SARS-CoV-2-specific TCRs recognizing MHC class I peptides were obtained from ImmuneCODE MIRA dataset (release 002.1) (Nolan et al., 2020) and seven unpublished MIRA experiments. TCRs specific to Cytomegalovirus or Epstein-Barr virus were obtained from VDJdb (release 2021-02-02) (Bagaev et al., 2020). Additional immunosequencing signature of CMV-associated TCRβs were included (Emerson et al., 2017). Single cells were annotated as virus-specific based on matching TCRβ bio identity, defined by CDR3 amino acid sequences, V gene, and J gene. Sample frequency of TCRs (bio identities) per T cell phenotype were calculated and aggregated based on virus specificity to obtain total frequencies of virus-specific T cells per phenotype.
BLASTP analysis
From VDJdb (Bagaev et al., 2020), we obtained peptide sequences of antigens targeted by CMV-specific TCRs detected in our sc-CITE-seq dataset. These peptides sequences were compared with non-redundant protein sequences of the SARS-CoV-2 proteome (taxid:2697049) using blastp online web interface (Altschul et al., 1997).

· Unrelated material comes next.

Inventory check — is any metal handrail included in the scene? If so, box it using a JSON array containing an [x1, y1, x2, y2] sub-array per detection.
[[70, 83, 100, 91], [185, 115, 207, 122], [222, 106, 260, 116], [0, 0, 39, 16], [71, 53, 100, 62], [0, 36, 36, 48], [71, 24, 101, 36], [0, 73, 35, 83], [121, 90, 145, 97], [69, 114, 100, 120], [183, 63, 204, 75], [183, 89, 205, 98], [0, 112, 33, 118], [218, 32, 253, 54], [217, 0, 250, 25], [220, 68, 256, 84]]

PASC and CD8+ T cell transcriptomes
PASC associations were quantified by isolating identified SARS-CoV-2 specific CD8+ T cells and taking the mean expression of these single cells per patient blood draw. For each symptom group (e.g. GI) six T cell phenotype marker genes were interrogated by taking the mean expression of patients in the symptom group and subtracting the mean expression of patients not in the symptom group. This results in a gene by symptom group matrix where the value is the aforementioned difference value (positive values mean higher in those in the given symptom group, negative values mean higher in those not in the given symptom group).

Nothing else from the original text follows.